Qui est Bradley Birkenfeld ?
Laurent Vinatier | Un homme dangereux certainement par son incroyable capacité de nuisance, le pire justicier sans doute (ou l’un des pires) de l’hémisphère nord (pour rester modeste), un importun – ceux du 17e siècle – mais à la puissance infinie. On ne saurait dire, à écouter son interview diffusée samedi soir dans le 19:30, s’il est conscient de l’inanité morale de son initiative ou si une bêtise subreptice l’aveugle à son insu. Mais l’homme doit être habitué aux insultes et doit s’en délecter : ne lui faisons pas cet honneur. Rappelons ses faits d’armes : il est celui qui a témoigné sur les clients américains d’UBS auprès du Sénat américain et qui, selon ses dires, est à l’origine des poursuites contre le Crédit Suisse. Il se trouve aussi qu’il a empoché au passage près de 106 millions de dollars et a passé deux ans et demi en prison.

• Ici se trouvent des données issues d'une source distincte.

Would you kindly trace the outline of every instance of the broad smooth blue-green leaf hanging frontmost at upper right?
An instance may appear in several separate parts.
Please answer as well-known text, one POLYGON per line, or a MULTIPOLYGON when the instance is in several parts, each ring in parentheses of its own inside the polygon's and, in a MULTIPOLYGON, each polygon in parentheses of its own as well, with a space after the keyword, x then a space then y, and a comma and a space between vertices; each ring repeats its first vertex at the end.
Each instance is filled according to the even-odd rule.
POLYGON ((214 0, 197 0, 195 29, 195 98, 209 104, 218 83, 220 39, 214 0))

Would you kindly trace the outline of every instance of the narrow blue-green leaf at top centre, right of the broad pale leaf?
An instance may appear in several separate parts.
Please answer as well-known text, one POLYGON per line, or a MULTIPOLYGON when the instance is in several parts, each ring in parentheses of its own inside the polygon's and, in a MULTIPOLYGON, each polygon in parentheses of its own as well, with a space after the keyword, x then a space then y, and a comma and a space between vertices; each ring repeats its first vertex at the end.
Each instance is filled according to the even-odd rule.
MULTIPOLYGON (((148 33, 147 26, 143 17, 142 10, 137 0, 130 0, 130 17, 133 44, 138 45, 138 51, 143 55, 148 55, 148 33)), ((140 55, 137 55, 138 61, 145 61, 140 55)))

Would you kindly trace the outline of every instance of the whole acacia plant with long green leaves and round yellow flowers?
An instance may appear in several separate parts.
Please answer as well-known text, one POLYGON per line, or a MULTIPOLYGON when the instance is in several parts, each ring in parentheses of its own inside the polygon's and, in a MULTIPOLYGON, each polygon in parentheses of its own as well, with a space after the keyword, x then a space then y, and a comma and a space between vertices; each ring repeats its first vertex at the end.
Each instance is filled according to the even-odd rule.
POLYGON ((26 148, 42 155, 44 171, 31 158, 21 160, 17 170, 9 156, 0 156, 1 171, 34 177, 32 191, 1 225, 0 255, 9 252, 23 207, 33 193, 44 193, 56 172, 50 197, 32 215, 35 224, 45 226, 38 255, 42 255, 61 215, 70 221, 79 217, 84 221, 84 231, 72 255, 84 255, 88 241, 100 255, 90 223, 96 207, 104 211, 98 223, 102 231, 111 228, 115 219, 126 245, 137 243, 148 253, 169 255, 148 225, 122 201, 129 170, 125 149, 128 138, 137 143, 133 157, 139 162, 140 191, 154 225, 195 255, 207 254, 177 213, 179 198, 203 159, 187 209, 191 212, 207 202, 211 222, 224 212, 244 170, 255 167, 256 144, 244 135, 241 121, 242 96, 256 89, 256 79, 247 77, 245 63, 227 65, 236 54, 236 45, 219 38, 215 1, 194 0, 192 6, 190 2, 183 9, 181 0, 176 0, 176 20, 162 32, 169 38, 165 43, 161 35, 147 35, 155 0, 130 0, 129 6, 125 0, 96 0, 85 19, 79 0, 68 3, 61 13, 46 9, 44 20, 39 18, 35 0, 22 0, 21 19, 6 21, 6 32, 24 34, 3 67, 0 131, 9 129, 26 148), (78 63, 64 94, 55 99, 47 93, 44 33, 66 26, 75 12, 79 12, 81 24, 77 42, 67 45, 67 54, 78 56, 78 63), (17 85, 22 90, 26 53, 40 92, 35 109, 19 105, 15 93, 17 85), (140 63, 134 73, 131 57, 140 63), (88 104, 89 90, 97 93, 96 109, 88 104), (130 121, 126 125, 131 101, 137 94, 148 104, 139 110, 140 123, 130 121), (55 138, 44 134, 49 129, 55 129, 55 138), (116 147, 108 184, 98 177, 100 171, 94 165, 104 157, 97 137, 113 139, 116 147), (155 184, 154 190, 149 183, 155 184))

Il est une sorte de Robin des Bois qui prend aux riches pour redonner aux riches (à d’autres), tout en s’enrichissant lui-même. Tout cela dans une incohérence assez absurde. Il affirme par exemple « avoir suivi le secret bancaire suisse à la lettre, n’avoir donné aucun nom avant d’être convoqué par le Sénat américain ». Il est fier en somme d’avoir gardé un secret jusqu’à ce qu’on lui demande poliment de l’avouer publiquement. Pire ensuite : des noms qu’il a livrés, aucun n’a été poursuivi. En revanche son initiative a enclenché des procédures à l’encontre d’autres individus et lui-même a été incarcéré. Un peu comme si un dealer de drogue sous un pont appelait la police et dénonçait les dealers du pont d’en face (ou ceux qu’ils croient être des dealers) mais que la police sur le chemin croise d’autres individus suspects, les embarque tous y compris celui qui a appelé et qui a trouvé judicieux d’attendre.
Et dire que cet homme a travaillé 15 ans en Suisse pour UBS (ou pour d’autres) et est devenu gérant de fortune aux Etats-Unis pour cette même banque… Au-delà de ses nombreuses difficultés financières et judiciaires, il semble quand même que le principal problème d’UBS soit le recrutement et le management des ressources humaines. Il serait bon aussi éventuellement de s’intéresser à la petite question des conflits de loyauté juridique et à celle afférente de l’extraterritorialité du droit américain qui commence à sérieusement nuire à la liberté de tous. Entre deux droits opposés lequel suivre et quels contrevenants dénoncer ? Il y aurait bien la tentation humaniste et libérale de ne dénoncer personne, de s’occuper de soi, d’éviter de trahir quiconque au nom d’une bonne cause qui n’est sans doute pas meilleure qu’une autre. A priori, comme le révèle le cher Bradley Birkenfeld, n’est pas justicier qui veut.